Grayson closed his hand around the dagger’s hilt and pulled. “I should be getting back to work.”
“You are a man obsessed,” Xander declared.
Grayson secured the dagger in its holder, then rolled the pack back up, tying it closed. “I have twenty-eight billion reasons to be obsessed.”
Avery had set an impossible task for herself—and for them. Five years to give away more than twenty-eight billion dollars. That was the majority of the Hawthorne fortune. They’d spent the past seven months just assembling the foundation’s board and advisory committee.
“We have five more months to nail down the first three billion in donations,” Grayson stated crisply, “and I promised Avery I would be there with her every step of the way.”
Promises mattered to Grayson Hawthorne—and so did Avery Kylie Grambs. The girl who had inherited their grandfather’s fortune. The stranger who had become one of them.
“Speaking as someone with friends, a girlfriend, and a small army of robots, I just think you could do with a little more balance in your life,” Xander opined. “An actual hobby? Down time?”
Grayson gave him a look. “You’ve filed at least three patents since school let out for the summer last month, Xan.”
Xander shrugged. “They’re recreational patents.”
Grayson snorted, then assessed his brother. “How is Isaiah?” he asked softly.
Growing up, none of the Hawthorne brothers had known their fathers’ identities—until Grayson had discovered that his was Sheffield Grayson.
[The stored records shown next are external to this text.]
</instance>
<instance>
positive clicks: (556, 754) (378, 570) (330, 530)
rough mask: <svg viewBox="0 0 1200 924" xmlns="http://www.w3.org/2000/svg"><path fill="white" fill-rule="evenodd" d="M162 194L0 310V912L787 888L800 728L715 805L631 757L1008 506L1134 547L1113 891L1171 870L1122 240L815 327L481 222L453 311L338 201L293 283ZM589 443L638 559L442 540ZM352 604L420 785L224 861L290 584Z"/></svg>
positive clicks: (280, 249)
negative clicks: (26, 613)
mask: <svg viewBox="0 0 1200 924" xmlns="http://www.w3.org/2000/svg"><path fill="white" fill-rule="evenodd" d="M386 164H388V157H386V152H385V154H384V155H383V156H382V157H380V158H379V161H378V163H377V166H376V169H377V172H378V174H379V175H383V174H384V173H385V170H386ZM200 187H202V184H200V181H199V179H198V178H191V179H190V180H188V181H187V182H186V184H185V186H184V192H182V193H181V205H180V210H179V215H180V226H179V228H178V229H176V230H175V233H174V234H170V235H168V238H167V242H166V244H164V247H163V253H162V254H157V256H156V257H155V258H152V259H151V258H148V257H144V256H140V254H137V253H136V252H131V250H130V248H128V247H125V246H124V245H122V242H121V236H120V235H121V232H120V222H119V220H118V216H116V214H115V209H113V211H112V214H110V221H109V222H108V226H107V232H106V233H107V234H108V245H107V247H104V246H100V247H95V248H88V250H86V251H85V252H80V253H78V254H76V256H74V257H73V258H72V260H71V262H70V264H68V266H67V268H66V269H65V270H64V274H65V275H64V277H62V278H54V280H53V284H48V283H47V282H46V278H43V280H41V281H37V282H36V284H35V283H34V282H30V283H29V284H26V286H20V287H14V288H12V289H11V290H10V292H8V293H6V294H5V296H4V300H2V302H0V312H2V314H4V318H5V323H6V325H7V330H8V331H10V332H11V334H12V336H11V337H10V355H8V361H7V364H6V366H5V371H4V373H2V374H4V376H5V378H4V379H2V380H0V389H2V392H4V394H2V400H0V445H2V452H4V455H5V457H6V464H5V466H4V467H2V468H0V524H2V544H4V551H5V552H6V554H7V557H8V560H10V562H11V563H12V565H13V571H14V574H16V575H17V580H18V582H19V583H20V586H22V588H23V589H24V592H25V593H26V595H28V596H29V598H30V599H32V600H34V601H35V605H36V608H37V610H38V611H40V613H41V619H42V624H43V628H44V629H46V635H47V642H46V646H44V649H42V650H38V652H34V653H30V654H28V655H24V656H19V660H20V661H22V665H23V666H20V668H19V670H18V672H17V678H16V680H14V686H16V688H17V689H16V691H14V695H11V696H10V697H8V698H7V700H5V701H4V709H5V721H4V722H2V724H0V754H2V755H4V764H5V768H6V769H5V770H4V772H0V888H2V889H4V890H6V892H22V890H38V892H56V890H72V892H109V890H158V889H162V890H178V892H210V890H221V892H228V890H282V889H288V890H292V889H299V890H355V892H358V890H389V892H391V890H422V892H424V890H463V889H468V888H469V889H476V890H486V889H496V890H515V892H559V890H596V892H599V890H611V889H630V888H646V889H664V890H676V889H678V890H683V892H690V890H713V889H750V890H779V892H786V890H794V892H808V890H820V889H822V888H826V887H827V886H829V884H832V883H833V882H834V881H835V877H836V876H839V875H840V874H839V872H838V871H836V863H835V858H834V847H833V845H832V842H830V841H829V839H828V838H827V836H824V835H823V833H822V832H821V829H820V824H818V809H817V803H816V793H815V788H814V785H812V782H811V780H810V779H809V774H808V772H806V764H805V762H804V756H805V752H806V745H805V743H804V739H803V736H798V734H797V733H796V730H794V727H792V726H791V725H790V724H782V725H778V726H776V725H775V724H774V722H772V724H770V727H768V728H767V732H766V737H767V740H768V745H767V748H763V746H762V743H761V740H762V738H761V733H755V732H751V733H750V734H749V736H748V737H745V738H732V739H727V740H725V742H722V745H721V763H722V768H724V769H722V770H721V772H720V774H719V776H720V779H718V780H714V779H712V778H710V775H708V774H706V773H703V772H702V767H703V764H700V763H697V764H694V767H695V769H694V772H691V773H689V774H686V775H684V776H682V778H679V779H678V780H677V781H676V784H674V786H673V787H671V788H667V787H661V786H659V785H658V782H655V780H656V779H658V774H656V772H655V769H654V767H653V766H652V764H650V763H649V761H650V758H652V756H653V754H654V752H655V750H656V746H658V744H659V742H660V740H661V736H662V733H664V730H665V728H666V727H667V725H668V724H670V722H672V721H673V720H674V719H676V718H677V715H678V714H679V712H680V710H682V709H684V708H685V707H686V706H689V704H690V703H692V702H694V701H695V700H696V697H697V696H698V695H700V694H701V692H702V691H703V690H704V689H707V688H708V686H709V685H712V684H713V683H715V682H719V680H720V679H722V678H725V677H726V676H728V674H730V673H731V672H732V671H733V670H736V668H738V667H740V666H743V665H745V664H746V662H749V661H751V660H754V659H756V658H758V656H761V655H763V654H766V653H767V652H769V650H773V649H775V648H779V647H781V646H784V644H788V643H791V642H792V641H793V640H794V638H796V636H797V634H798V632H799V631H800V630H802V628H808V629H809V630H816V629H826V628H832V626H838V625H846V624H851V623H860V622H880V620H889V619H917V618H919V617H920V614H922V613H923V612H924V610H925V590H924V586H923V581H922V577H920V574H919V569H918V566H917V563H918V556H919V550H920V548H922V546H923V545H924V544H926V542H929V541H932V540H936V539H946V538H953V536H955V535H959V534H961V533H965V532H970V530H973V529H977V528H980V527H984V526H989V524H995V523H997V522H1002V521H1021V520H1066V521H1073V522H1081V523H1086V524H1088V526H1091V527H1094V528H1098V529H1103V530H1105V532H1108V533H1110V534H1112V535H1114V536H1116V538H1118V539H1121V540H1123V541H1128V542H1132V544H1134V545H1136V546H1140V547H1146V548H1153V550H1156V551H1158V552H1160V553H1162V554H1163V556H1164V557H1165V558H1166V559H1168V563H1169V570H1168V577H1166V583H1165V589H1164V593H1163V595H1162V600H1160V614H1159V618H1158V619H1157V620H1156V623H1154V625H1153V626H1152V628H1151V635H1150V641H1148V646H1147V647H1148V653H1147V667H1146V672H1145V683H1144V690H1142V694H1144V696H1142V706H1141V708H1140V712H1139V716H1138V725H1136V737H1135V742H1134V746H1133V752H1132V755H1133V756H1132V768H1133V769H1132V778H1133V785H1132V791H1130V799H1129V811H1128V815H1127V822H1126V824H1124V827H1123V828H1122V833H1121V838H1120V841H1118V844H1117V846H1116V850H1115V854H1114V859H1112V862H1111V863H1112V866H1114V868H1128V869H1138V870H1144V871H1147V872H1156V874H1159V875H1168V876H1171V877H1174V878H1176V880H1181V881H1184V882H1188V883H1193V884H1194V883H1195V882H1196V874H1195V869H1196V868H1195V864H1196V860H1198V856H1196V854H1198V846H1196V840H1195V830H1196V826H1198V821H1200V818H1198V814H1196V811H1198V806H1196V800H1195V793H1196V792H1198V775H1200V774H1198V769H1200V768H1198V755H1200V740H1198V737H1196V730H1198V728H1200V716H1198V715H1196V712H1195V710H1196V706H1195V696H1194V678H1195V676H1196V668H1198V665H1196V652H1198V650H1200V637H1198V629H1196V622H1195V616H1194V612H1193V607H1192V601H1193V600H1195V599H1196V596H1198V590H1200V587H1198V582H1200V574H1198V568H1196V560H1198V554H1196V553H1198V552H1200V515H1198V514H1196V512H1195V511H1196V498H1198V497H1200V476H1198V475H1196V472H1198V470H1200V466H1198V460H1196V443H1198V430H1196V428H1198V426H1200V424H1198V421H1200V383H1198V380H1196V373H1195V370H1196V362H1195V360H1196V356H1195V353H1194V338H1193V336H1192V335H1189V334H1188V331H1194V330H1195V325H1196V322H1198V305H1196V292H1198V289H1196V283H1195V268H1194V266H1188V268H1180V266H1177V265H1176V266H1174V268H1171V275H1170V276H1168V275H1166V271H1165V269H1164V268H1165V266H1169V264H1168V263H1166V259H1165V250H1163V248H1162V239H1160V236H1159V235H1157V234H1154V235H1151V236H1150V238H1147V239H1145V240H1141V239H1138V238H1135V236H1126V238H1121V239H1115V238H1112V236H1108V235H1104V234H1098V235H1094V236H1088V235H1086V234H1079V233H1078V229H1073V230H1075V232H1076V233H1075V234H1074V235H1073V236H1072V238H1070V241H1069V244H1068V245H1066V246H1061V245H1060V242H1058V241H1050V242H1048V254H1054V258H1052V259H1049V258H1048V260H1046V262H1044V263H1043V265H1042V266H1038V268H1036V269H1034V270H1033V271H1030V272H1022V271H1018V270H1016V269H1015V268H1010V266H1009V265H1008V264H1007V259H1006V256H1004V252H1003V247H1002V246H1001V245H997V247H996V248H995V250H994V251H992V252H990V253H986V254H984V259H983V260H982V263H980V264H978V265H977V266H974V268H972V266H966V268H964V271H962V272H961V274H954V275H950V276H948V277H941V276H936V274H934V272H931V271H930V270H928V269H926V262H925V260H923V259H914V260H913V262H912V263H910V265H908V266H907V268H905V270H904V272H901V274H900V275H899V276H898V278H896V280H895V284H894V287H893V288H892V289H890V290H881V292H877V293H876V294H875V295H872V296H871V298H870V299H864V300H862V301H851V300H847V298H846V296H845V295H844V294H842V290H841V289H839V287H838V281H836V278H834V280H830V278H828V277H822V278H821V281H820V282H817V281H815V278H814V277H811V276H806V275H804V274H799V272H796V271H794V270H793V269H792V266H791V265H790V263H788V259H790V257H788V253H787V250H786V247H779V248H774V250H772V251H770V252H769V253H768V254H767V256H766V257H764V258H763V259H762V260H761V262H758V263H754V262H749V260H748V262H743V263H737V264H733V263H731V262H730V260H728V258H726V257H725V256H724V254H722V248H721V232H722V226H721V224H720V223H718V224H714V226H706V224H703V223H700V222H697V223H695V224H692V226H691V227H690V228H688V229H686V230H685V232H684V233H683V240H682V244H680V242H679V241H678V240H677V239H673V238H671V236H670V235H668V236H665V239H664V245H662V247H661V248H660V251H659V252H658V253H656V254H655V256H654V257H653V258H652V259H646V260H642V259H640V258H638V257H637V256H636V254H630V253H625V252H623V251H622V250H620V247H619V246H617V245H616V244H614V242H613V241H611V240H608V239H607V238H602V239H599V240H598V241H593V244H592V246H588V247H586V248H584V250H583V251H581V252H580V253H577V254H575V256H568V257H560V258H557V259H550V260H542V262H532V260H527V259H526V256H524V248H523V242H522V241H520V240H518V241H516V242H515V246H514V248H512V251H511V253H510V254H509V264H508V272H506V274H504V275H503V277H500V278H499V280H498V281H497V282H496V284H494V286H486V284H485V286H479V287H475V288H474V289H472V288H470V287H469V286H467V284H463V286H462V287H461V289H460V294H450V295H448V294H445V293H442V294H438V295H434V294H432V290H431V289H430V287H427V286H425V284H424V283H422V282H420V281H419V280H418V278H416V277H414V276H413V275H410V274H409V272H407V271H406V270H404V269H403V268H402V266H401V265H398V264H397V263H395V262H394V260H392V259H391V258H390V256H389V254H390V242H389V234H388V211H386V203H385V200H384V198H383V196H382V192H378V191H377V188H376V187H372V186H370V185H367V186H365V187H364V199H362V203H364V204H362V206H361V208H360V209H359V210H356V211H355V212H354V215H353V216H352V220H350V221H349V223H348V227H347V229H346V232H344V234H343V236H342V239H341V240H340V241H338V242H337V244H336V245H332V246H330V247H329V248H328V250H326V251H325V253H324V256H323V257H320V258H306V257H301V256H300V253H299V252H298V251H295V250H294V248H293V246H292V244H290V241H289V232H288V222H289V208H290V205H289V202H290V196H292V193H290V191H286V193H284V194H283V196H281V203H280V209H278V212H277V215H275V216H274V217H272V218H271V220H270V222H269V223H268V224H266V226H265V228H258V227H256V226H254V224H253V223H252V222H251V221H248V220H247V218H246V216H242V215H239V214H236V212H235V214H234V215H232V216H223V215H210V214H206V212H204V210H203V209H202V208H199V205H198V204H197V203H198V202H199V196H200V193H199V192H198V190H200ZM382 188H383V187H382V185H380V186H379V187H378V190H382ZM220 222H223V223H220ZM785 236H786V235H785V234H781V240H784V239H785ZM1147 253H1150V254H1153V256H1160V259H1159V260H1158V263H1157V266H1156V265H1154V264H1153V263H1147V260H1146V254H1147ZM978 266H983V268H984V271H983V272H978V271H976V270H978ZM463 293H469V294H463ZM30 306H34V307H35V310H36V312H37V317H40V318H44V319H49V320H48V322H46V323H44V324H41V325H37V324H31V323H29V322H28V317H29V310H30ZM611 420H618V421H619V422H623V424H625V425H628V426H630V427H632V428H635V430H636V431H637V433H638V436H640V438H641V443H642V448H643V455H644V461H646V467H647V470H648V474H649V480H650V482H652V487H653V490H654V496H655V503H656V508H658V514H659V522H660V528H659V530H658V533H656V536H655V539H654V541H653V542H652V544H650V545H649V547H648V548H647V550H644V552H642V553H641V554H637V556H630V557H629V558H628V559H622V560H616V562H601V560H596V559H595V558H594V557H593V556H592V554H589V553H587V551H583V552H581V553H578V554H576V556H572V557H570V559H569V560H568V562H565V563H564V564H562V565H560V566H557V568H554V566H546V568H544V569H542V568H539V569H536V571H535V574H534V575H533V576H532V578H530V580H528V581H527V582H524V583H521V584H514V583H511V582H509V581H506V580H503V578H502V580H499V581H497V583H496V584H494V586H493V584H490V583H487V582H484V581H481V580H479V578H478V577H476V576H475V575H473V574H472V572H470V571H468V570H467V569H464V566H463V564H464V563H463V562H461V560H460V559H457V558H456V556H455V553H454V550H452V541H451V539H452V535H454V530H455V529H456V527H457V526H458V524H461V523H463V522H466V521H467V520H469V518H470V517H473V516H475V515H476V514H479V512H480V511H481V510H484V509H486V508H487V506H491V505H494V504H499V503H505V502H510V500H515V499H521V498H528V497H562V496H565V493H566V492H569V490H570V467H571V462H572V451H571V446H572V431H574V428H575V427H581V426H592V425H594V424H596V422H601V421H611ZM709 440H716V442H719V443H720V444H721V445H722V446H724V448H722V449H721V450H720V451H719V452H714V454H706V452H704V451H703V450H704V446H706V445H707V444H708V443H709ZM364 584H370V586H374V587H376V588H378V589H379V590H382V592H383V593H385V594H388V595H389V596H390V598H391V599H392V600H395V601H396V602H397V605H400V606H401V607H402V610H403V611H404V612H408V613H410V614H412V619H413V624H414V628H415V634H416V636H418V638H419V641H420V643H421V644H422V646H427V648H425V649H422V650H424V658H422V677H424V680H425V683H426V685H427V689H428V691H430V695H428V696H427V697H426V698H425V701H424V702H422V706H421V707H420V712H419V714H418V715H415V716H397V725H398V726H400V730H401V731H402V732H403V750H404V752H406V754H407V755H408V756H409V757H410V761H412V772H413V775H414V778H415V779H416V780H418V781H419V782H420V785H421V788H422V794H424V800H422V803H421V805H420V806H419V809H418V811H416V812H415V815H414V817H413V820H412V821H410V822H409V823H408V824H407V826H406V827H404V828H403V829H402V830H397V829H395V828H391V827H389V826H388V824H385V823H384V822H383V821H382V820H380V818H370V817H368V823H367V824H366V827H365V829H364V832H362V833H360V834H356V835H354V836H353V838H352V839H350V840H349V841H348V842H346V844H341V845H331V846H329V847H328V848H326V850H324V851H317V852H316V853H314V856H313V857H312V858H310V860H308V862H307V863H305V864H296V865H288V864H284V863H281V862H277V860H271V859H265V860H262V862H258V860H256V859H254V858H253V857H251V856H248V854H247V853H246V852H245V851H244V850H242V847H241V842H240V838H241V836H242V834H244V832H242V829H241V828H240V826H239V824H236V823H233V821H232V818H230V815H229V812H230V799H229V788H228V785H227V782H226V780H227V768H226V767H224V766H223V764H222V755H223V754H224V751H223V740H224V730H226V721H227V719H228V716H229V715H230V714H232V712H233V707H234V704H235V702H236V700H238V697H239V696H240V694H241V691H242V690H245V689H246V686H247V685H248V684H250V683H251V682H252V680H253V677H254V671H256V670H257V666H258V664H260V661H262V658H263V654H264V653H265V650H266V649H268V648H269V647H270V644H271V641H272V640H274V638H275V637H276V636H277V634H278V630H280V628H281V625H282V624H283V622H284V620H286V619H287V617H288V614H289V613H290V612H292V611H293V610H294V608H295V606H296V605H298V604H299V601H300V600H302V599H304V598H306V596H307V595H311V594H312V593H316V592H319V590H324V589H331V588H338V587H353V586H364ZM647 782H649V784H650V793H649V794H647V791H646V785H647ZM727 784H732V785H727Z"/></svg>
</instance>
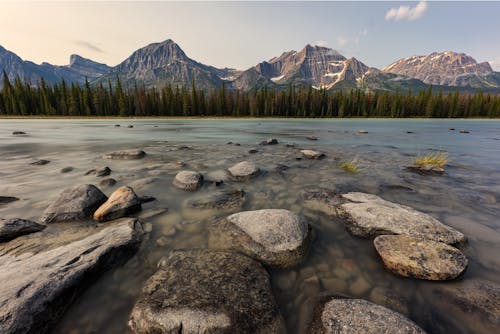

Nash’s was a man named Jake Nash. And Xander’s was Isaiah Alexander. Of the three men, only Isaiah actually deserved to be called a father. He and Xander had filed those “recreational patents” together.
“We’re supposed to be talking about you,” Xander said stubbornly.
“I should get back to work,” Grayson reiterated, adopting a tone that was very effective at putting everyone except his brothers in their place. “And despite what Avery and Jameson seem to believe, I don’t need a babysitter.”
“You don’t need a babysitter,” Xander agreed cheerfully, “and I am definitely not writing a book entitled The Care and Feeding of Your Broody Twenty-Year-Old Brother.”
Grayson’s eyes narrowed to slits.
“I can assure you,” Xander said with great solemnity, “it doesn’t have pictures.”
Before Grayson could summon an appropriate threat in response, his phone buzzed. Assuming it was the figures he’d requested, Grayson picked the phone up, only to discover a text from Nash. He looked back at Xander and knew instantly that his youngest brother had received the same message.
Grayson was the one who read the fateful missive out loud: “Nine-one-one.”